Gerard Maas is a senior software engineer at Lightbend, where he contributes to the Fast Data Platform and focuses on the integration of stream processing technologies. Previously, he held leading roles at several startups and large enterprises, building data science governance, cloud-native IoT platforms, and scalable APIs. He is the coauthor of Stream Processing with Apache Spark from O’Reilly. Gerard is a frequent speaker and contributes to small and large open source projects. In his free time, he tinkers with drones and builds personal IoT projects.
Fast Data architectures provide an answer to the increasing need for the enterprise to process and analyze continuous streams of data, which helps accelerate decision making and enables faster responses to changing characteristics of their market. Apache Spark is a popular framework for data analytics. Its capabilities in the streaming domain are represented by two APIs: The low-level Spark Streaming and the more declarative Structured Streaming, which builds upon the recent advances in Spark SQL query optimization and code generation.

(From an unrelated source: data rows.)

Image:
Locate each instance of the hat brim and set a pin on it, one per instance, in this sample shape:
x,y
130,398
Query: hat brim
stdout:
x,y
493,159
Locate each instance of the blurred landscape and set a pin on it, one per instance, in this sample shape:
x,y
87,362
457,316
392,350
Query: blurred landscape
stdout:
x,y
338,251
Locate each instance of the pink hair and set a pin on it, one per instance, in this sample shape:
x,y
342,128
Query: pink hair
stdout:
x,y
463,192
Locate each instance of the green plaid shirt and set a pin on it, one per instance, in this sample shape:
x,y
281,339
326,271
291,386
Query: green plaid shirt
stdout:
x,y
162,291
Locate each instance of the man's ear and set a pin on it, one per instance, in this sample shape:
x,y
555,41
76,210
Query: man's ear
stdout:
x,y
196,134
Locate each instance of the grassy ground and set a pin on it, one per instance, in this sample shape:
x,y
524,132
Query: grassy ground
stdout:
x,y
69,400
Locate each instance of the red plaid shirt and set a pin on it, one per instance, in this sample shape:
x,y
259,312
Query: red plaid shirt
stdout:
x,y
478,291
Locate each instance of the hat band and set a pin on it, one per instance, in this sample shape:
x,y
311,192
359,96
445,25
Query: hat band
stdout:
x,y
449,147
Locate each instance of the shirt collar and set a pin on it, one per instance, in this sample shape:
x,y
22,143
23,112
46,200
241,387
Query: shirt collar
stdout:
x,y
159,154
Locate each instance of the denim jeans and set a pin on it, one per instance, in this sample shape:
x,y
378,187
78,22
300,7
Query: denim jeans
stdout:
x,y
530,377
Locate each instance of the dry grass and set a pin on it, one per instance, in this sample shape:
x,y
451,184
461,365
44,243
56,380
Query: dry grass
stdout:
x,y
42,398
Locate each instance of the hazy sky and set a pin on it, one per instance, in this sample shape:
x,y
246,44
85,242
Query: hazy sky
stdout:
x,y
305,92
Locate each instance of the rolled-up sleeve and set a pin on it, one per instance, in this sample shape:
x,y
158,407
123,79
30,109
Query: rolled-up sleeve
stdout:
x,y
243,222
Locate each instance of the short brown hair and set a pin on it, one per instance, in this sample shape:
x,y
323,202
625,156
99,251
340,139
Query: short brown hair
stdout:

After a quick introduction to both APIs, we will discuss their virtues, capabilities and key differences:
- How to get started: ease of development.
- How to deal with time: both at the processing and event level
- How to deal with state: locally, distributed and its relation with time
- How to migrate: functional coding strategies
- How to do ML: machine learning capabilities
Using practical examples from actual applications, we will provide guidance on how to choose one or even combine both APIs to implement functional and resilient streaming pipelines.